Are all numbers of the type $\frac{n!}{2}+1$ deficient? Deficient numbers are such numbers $k$, that the divisor sum of $k$ is less than $2k$.
I checked all numbers of this type, with $n$ ranging from $1$ to $11$. They really are. However, I do not know, how to prove this statement in general. Probably, it has something to do with $\frac{n!}{2}+1$ being coprime with all numbers that do not exceed $n$, thus making it a number without small prime divisors. But probably, that fact is not that helpful either...

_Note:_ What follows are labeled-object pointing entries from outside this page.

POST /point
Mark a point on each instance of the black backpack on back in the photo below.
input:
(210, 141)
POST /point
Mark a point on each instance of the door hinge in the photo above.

Any help will be appreciated.
For a given positive integer $n$, we will write $h(n) = \frac{\sigma(n)}{n}$ where $\sigma(n)$ is the sum of the positive divisors of $n$. We will write $H(n)= \prod_{p|n} \frac{p}{p-1}$ where the product is over all primes $p$ which divide $n$. It is not too hard to show that $h(n) \leq H(n)$ with equality if and only if $n=1.$
Claim: Let $n$ be a perfect or abundant number with smallest prime factor $q>2$, and let $k$ be the number of distinct prime divisors of $n$. Then we must have $k \geq q$. Proof: Assume as given. Note that $n>1$. $$2 \leq h(n) < H(n) \leq \frac{q}{q-1}\frac{q+1}{q}\frac{q+2}{q+1} \cdots \frac{q+k-1}{q+k-2}.$$
Note that the last inequality arises from the fact that $\frac{x}{x-1}$ is a decreasing function in $x$ for $x>1$. Notice that all the terms on the right hand side cancel except the denominator of the first term and the numerator of the last term. We have then $$2 < \frac{q+k-1}{q-1}$$ and so $$2q -2 < q+k -1.$$ Simplifying, we get that $k > q-1$ and thus $k \geq q$.
Now assume that $\frac{n!}{2}+1$ is perfect or abundant. It must have smallest prime factor at least $n+1$ and thus have at least $n+1$ distinct prime factors and so we would have $\frac{n!}{2}+1 \geq (n+1)^{n+1}$ which is clearly impossible.